Fellow Nazi hunter Serge Klarsfeld, president of the Association of Jewish Deportees in France, described him as a trailblazer and warrior, a fighter for those who had no voice.
"We have the impression that a legendary horseman is leaving on his horse for another world," Klarsfeld said. "An era has ended and a legendary figure has left us."
Jewish organizations from Johannesburg to Jerusalem mourned Wiesenthal.

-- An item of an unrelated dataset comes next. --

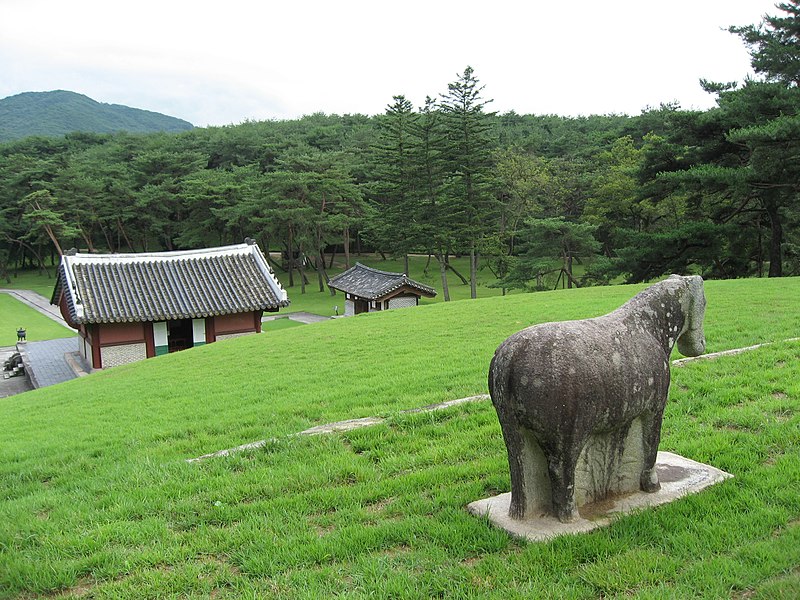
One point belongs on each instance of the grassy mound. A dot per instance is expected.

Michael Bagraim, National Chairman of the South African Jewish Board of Deputies, said Wiesenthal's most important legacy was the lesson that justice does not have a "sell-by date" but had to be sought - even after years had passed.
Avner Shalev, chairman of Yad Vashem Holocaust Museum, praised his devotion to documenting the Holocaust, especially in regard to war crimes and pursuit of the criminals.
"He was a smiling man but a man who remembered - remembered the war crimes," Shalev said while speaking on Israel's Army Radio. "He was a man who wanted to be a sort of conscience in the mind of the world that, justly or unjustly - and we think unjustly - did not pursue war criminals for political and lots of other reasons."
"Without Simon Wiesenthal's relentless effort to find Nazi criminals and bring them to justice, and to fight anti-Semitism and prejudice, Europe would never have succeeded in healing its wounds and reconcile itself," said Terry Davis, chairman of the Council of Europe. "He was a soldier of justice, which is indispensable to our freedom, stability and peace."